Why does $\vert z\vert = z^5 $ have 6 solutions in $\mathbb{C}$
I tried to solve it with the polar method and I only found 5 solutions.
$$ z_{(n+1)} = e^{\left(\frac{2\cdot\pi}{5} +\frac{2\cdot\pi\cdot n}{5} \right)} \quad with\quad n=0,1,2,3,4 $$
There must be something special with the $\vert z\vert$ , but I can't find what.
you're just forgetting about the 6th solution $z=0$.

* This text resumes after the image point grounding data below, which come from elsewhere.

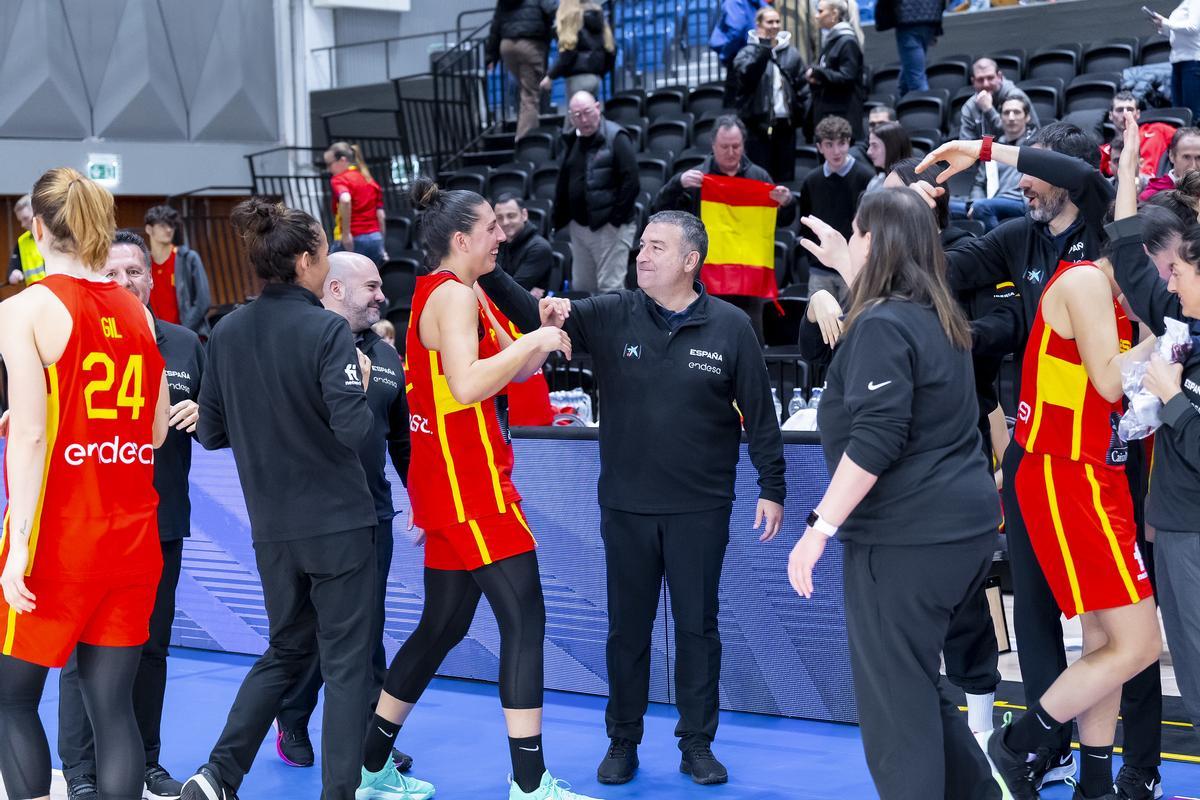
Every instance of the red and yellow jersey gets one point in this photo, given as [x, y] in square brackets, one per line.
[97, 511]
[528, 401]
[1061, 414]
[462, 461]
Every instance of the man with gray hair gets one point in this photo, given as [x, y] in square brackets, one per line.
[981, 115]
[354, 290]
[676, 366]
[594, 198]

Oke here is a completely worked out solution:
We write $z=re^{i\alpha}$. Then we are looking for solutions $$r=|z|=z^5=r^5e^{5i\alpha}$$ It follows that we must have $r=0$, and so $z=0$, or otherwise we divide both sides by $r$ to find: $$r^4e^{5i\alpha}=1$$ And so by taking the absolute value of both sides: $$r^4=|r^4e^{5i\alpha}|=|1|=1$$ Since $r> 0$ we conclude that we must have $r=1$. Hence we want to find $\alpha$ satisfying $$e^{5i\alpha}=1$$ which gives the other $5$ solutions that you already found.
$z=0$ is clearly a solution.
Now suppose $z$ is a non-zero solution. Taking the modulus of each side in the given equation, we get $\vert z\vert=\vert z\vert^5$, and then $\vert z\vert=1$. From this, we deduce that $z^5=1$ and so $z\in\{1,\omega,\omega^2,\omega^3,\omega^4\}$ where $\omega=\exp(\frac{2i\pi}{5})$.
Finally the set of solutions of the given equation is included in $\{0, 1,\omega,\omega^2,\omega^3,\omega^4\}$
Conversely, it is readily seen that all those six complex numbers are effectively solutions.